Ah Selim Ali ah! Anlıyorum seni; dünya nereye gidiyor, diyorsun.
Döndüğüne göre her gün başka yerdeyiz demektir. Arada ırgalanmasa hepten sabit olduğunu sanacağız. Ayrılıklarda anlıyoruz ki bir gidiş var. Aynaya bakınca alnımızdaki çizikler yolculuğumuzdan izler. Saçlarımız ak pak türküler söyler. Ölümler pamuktan örtüler içinde kucaklayıp götürünce ipekten nârin tenimizi… işte o zaman gidişin ne olduğunu… “Hah, bu!” diye anlarız. Güle güle…
Bilgin Abi, hislerimin kabardığını görünce sessizliğe iyice bürünmüştü. Gençler arayla; ihtiyarlar sırayla diye bir sözü hatırlamıştı belki de! Ben devam etsem belki de hiç konuşmayacaktı bugün ama sustum ki şu gidişata dair bir şeyler desindi. Gerçi sussa da dinlerdik onu. Suskunluğun dilini de öğretmişti bize. Fakat kelimelerin bir meyve gibi dimağımıza düşmesi için de manevî sepetlerimizi de hazır ederdik. Bugünler ele bir daha ya geçer ya geçer giderdi elden avuçtan. Sırayla konuşmazdık ama sıra ondaydı. Yine tane tane konuşmaya başladı.
Dünya şu zavallı dünya çok yordu kendini. Kalkınmak, gelişmek... diye bir şey tutturdu. Dibi tabanı yok, derler buna. Çok olsun, hızlı olsun; kimse beni geçmesin! Meşhur olayım, zengin olayım. Azrail “görmesin” beni.
Eskiden HİÇ diye hatlar olurmuş; gidip gelip bakarmışız kimliğimize. Bu kimliği kendimize göstermeliyiz sık sık.

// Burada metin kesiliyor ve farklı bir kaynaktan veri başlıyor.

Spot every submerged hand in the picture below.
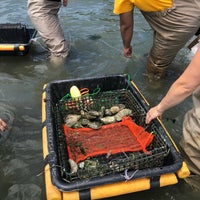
[124,46,132,58]
[0,118,8,131]
[63,0,68,7]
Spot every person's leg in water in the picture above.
[180,87,200,190]
[142,0,200,81]
[28,0,69,65]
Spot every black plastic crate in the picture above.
[0,23,37,55]
[45,75,182,191]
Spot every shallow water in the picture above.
[0,0,200,200]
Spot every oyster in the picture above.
[114,108,133,122]
[65,114,81,127]
[110,104,125,114]
[100,116,116,124]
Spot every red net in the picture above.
[64,117,154,163]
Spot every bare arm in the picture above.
[146,48,200,124]
[120,11,133,57]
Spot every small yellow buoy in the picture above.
[70,85,81,100]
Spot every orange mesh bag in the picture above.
[63,117,154,163]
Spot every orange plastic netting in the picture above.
[63,117,154,163]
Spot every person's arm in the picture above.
[119,11,133,58]
[0,118,8,131]
[146,48,200,124]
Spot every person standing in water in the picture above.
[0,118,8,131]
[146,46,200,190]
[27,0,69,63]
[114,0,200,81]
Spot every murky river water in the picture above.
[0,0,200,200]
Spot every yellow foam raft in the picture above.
[42,75,190,200]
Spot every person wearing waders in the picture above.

Padişahın bile bu kadar forsu yoktu ama el çırptı mı dünya hazır olda dururdu.
Haa, maksadım tarih, hamaset değil; haddimizi çoktan aştık diye. Bu kadar yorduk kendimizi; rahat edelim diye... de… huzur nerde?!
Derin bir nefes aldı Bilgin Abi. İçine tekrar daldı. Onun kendini dinlemesi bizi de dinlendirirdi. Adı konulmamış zamanlar doluşurdu odaya sanki. Bir hafiflikti belki. Dünyayı unutmuşluk… Tatlı bir boşluk… Baharın ilk ılık günleri gibi… Kır çiçeklerinin hafifliği ve tazeliği… uyutan bir çocuk safiyeti… Dinginlik, doymuşluk, ötelerden sesler duymuştuk gibi… Bu, gibi gibileri çoğaltmak da sana kalsın Selim Ali de Bilgin Abi’yi dinleyelim mi? Günlüklere neler inmiş, sinmiş; buyur bakalım!
«
UYANMAK
Bir sabaha daha uyandık da...
“Bir sabah...”
Uyandı mı içimiz/de...
İş olsun diye değil;
İş; olsun, diye...
İçten:
“Hayırlı sabahlar!”
«
KİTAP SEVİNCİ
Güzel bir kitap görsem seviniyorum;
Eski bir dostumu bulmuş gibi...
«
ÇOCUKLUK
Nereye gidersen git; çocukluğunu yanına al!
«
REÇETE
Reçeye yazılan ilaçların yüzde yetmişi “ilâç gibi” gelmiyormuş, hastaya... sayrılara, sağlara duyurulur! Ve ki hazır medeniyetin hasta fotoğrafı: Dünya kanserle cedelleşiyor.
«
ÖLÜ BİR HAYAT
Yaşamak…
Ölümü düşünmeden hem de…
Ölü bir hayat bu!
«
SOKAKLAR
Sokaklar rüzgâr dolu;
Dikkat et; savuruyor topladıklarını!
«
“BEŞERİN BULAŞIK ELİ”
Dünyaya karışmasak; bu kadar karışmaz gibi...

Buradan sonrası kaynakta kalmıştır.